Early November, two representatives of Flanders Literature attended the Sharjah International Book Fair in the United Arab Emirates – the Arab world’s largest and most important fair for international rights. Having exchanged the Middle Eastern heat for typically Flemish autumn weather, director Koen Van Bockstal and fiction specialist Michiel Scharpé look back on their experiences.

Stacks and stacks of books

One thing that struck us was the Sheik’s great personal involvement in his emirate’s cultural and literary life. We think we know the Arab world, but our perception is coloured by the information we receive daily in the western media. In Sharjah we saw another side to the story. Believing it benefits the population and constitutes an effective way of preventing extremism, there is a great deal of investment in education and culture. No expense or trouble is spared to introduce young people to literature and other forms of culture. All day long, school classes swarm across the book fair. And the beautiful thing is that many of these children return in the evening or at the weekend – together with their parents.
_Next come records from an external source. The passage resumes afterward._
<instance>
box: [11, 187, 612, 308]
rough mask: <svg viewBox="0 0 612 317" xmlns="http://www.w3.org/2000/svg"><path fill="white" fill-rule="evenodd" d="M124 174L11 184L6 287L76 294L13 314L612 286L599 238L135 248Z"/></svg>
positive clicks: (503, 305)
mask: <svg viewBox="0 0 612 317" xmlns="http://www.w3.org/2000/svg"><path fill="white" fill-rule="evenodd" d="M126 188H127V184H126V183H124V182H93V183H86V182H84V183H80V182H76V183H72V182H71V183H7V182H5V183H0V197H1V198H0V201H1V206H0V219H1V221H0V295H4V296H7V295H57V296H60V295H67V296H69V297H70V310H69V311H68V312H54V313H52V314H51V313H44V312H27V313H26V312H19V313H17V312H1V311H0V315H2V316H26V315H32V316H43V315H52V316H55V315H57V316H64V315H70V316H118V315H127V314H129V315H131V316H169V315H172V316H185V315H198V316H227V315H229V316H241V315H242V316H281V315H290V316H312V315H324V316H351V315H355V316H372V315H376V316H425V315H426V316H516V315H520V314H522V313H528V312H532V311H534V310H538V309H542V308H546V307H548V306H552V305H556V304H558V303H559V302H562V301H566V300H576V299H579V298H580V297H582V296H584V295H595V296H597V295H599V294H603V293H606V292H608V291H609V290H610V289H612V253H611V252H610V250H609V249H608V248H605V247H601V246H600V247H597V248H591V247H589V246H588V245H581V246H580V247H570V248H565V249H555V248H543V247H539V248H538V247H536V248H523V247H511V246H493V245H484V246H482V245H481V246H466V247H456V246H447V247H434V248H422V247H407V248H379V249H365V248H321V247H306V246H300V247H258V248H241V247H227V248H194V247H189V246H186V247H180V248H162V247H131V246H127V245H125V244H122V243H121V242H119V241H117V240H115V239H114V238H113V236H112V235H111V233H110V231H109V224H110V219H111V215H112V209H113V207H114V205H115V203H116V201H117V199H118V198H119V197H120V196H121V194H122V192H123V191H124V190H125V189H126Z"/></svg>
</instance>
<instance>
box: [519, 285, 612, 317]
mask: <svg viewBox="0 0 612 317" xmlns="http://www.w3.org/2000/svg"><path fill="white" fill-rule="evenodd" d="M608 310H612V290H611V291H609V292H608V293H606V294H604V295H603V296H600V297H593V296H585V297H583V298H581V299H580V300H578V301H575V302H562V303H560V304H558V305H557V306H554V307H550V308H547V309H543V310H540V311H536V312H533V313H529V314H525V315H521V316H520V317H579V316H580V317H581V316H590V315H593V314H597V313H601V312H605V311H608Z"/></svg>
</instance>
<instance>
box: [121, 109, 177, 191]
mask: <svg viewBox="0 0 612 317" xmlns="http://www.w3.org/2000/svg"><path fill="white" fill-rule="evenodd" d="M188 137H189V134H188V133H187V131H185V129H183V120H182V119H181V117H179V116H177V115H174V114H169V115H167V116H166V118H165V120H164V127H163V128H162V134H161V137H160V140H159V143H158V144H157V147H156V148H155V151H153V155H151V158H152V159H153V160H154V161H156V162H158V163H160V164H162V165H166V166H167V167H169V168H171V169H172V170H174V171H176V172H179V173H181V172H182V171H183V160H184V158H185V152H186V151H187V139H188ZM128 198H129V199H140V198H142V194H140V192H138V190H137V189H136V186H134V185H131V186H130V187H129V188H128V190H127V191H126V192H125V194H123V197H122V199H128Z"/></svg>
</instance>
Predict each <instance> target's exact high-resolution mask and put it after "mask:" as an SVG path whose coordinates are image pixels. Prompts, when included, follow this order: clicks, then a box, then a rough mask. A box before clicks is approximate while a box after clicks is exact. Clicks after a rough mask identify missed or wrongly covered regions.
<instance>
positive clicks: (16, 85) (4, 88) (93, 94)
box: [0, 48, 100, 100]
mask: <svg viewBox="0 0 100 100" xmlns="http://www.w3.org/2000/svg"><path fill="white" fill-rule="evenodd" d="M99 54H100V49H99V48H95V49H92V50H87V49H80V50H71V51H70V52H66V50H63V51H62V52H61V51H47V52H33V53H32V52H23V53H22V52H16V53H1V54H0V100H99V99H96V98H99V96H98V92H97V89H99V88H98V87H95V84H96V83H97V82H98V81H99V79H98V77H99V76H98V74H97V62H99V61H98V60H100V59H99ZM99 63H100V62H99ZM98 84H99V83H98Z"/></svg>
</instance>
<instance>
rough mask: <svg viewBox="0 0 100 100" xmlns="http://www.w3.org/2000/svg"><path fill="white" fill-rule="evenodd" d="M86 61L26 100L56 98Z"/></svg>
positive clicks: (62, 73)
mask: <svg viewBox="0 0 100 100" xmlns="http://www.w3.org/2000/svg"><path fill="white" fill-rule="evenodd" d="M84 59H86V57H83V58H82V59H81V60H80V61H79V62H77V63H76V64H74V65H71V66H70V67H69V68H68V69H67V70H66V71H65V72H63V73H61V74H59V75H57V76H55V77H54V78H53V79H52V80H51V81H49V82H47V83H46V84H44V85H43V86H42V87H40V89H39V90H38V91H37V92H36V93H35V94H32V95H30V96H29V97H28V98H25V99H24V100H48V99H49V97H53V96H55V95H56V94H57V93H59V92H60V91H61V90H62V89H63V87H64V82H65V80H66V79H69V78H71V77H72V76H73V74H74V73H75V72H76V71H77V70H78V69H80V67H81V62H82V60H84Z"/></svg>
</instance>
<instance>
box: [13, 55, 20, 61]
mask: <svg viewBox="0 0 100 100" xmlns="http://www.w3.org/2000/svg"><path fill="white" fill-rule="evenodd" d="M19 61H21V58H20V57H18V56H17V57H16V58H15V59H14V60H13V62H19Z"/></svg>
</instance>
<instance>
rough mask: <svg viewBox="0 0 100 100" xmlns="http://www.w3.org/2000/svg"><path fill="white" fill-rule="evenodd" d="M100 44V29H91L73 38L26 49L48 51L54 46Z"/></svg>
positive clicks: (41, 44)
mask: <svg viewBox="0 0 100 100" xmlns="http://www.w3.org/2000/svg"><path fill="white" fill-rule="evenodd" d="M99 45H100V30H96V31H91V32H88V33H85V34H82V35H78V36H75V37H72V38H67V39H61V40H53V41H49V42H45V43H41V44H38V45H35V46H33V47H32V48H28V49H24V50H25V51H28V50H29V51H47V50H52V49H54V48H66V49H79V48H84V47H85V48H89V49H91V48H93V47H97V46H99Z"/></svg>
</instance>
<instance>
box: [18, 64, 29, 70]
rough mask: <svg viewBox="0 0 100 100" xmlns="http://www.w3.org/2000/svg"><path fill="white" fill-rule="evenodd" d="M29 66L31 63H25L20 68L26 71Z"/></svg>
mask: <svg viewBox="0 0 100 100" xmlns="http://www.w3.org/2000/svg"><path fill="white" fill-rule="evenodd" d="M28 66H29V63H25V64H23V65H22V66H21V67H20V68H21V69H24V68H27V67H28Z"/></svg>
There are not that many bookstores in either the emirate or – so we were told – other parts of the Arab world. Books are often sold on the internet rather than in shops, and also via a large number of fairs where publishers sell directly to readers. In contrast to the Antwerp Book Fair, where books are neatly displayed on tables and on shelves, Sharjah tends to boast stacks of them – as well as people going home laden with books.

Keen interest

Michiel Scharpé (Flanders Literature) and Mohamed El-Baaly (Sefsafa Publishing House), with the Arabic edition of 'The Aunts'

There is a lot of interest in European literature. In years to come, the Arab world could potentially become an attractive sales territory, especially for fiction, non-fiction and children’s and young adult literature. Because in many Arab countries the retail price of books is quite a bit lower than in ours, the margins for Flemish publishers and authors will be less generous. Then again, we are looking at a market of 422 million Arabic speakers.
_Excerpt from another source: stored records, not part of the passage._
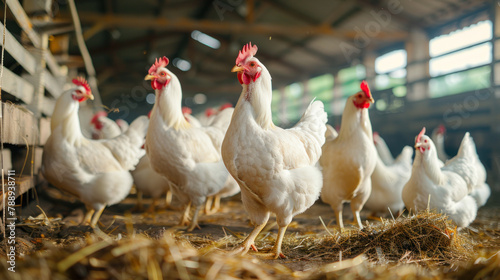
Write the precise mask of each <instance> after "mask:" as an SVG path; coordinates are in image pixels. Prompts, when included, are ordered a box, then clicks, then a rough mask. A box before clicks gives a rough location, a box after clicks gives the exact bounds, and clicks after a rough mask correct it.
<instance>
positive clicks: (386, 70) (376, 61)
mask: <svg viewBox="0 0 500 280" xmlns="http://www.w3.org/2000/svg"><path fill="white" fill-rule="evenodd" d="M375 72H376V73H377V76H376V77H375V89H376V90H385V89H389V88H393V87H396V86H401V85H404V84H405V82H406V50H395V51H392V52H389V53H386V54H384V55H381V56H379V57H377V58H376V59H375Z"/></svg>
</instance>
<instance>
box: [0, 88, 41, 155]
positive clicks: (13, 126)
mask: <svg viewBox="0 0 500 280" xmlns="http://www.w3.org/2000/svg"><path fill="white" fill-rule="evenodd" d="M4 81H5V80H4ZM2 109H3V112H4V122H3V124H4V127H3V135H2V136H3V141H4V143H10V144H16V145H35V144H36V143H35V142H36V141H37V140H38V128H37V122H36V120H35V118H34V116H33V113H32V112H30V111H29V110H27V109H26V108H23V107H21V106H18V105H15V104H12V103H2Z"/></svg>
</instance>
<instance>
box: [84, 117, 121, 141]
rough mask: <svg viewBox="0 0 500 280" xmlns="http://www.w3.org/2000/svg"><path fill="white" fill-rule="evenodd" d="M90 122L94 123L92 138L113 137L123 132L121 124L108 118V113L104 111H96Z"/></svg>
mask: <svg viewBox="0 0 500 280" xmlns="http://www.w3.org/2000/svg"><path fill="white" fill-rule="evenodd" d="M90 124H91V125H92V127H91V131H92V139H111V138H115V137H116V136H118V135H120V134H122V132H123V131H122V129H121V128H120V126H119V125H118V124H117V123H116V122H115V121H113V120H112V119H110V118H108V114H107V113H106V112H104V111H99V112H97V113H95V114H94V116H93V117H92V119H91V120H90Z"/></svg>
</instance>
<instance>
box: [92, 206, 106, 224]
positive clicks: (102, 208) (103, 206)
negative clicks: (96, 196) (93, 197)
mask: <svg viewBox="0 0 500 280" xmlns="http://www.w3.org/2000/svg"><path fill="white" fill-rule="evenodd" d="M105 207H106V206H105V205H103V206H101V208H100V209H99V210H97V211H96V212H95V214H94V216H93V217H92V222H91V223H90V227H92V228H94V227H95V226H96V225H97V222H98V221H99V218H100V217H101V215H102V212H103V211H104V208H105Z"/></svg>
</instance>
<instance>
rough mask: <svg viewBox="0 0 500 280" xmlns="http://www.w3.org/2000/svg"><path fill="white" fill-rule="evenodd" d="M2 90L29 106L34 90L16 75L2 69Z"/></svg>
mask: <svg viewBox="0 0 500 280" xmlns="http://www.w3.org/2000/svg"><path fill="white" fill-rule="evenodd" d="M2 90H5V91H6V92H8V93H10V94H12V95H14V96H15V97H17V98H19V99H21V100H22V101H23V102H24V103H26V104H30V103H31V102H32V101H33V95H34V93H35V88H34V87H33V85H32V84H30V83H29V82H27V81H25V80H24V79H22V78H21V77H19V76H18V75H16V74H14V73H12V72H11V71H10V70H9V69H7V68H4V72H3V85H2Z"/></svg>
Flanders Literature received a warm welcome in Sharjah. We encountered a great openness and curiosity about the work of our authors. Unsurprisingly, our richly illustrated children’s and young adult books were particularly popular with publishers. At the Children’s Book Fair in Bologna and elsewhere in the world, we always experience a keen interest in Flemish illustrated books – and so too in Sharjah. Titles from the Flemish canon and contemporary classics by the likes of Stefan Hertmans also met with considerable interest. Following a conversation with Flanders Literature in Sharjah, Dar Oktob from Cairo bought the rights to ‘A Day With Mr. Jules’ by Diane Broeckhoven (Uitgeverij Vrijdag). The same publisher is still negotiating over other Flemish titles.
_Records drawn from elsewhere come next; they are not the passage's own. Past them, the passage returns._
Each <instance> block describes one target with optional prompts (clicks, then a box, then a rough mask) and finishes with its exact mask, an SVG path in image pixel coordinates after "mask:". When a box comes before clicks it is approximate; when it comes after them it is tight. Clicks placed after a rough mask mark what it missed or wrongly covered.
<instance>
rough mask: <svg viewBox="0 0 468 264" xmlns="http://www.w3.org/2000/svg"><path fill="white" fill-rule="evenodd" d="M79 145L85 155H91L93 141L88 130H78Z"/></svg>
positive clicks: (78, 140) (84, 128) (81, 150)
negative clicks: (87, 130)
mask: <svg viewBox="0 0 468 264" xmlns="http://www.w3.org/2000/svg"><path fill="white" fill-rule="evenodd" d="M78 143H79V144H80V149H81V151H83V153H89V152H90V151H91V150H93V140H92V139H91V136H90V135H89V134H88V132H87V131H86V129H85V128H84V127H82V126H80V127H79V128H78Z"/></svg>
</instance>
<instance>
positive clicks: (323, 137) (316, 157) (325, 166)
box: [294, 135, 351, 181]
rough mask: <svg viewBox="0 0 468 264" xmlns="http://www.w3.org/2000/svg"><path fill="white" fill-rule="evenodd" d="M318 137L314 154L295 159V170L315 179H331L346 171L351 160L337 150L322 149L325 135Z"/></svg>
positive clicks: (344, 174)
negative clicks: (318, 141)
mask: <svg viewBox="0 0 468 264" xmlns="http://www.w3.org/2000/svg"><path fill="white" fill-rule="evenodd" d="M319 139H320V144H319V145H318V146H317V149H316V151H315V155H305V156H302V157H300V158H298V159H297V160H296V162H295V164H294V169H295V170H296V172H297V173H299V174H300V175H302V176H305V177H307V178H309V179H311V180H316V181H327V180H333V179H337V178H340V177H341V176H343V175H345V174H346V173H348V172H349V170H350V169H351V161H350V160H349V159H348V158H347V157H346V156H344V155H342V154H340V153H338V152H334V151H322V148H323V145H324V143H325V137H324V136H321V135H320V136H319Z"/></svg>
The number of good to excellent literary translators from Dutch into Arabic is limited at present, which will certainly be a challenge in the short term. As it has done with respect to the Chinese market, Flanders Literature will have to accept – especially in the early stages – that translations are done via a relay language (in other words, via French, English or German) to ensure that publishers’ interest in specific works will be converted into publications.

To be continued

There are indications that this first visit to the Sharjah International Book Fair will lead to several translations, although it is still too early to make any conclusive statements on titles and numbers. What we do know is that the story of our visit to the United Arab Emirates does not end with our return to Belgium. Not only will we see Arabic translations of Flemish titles, but there is every chance that Flanders Literature will be back in Sharjah next year.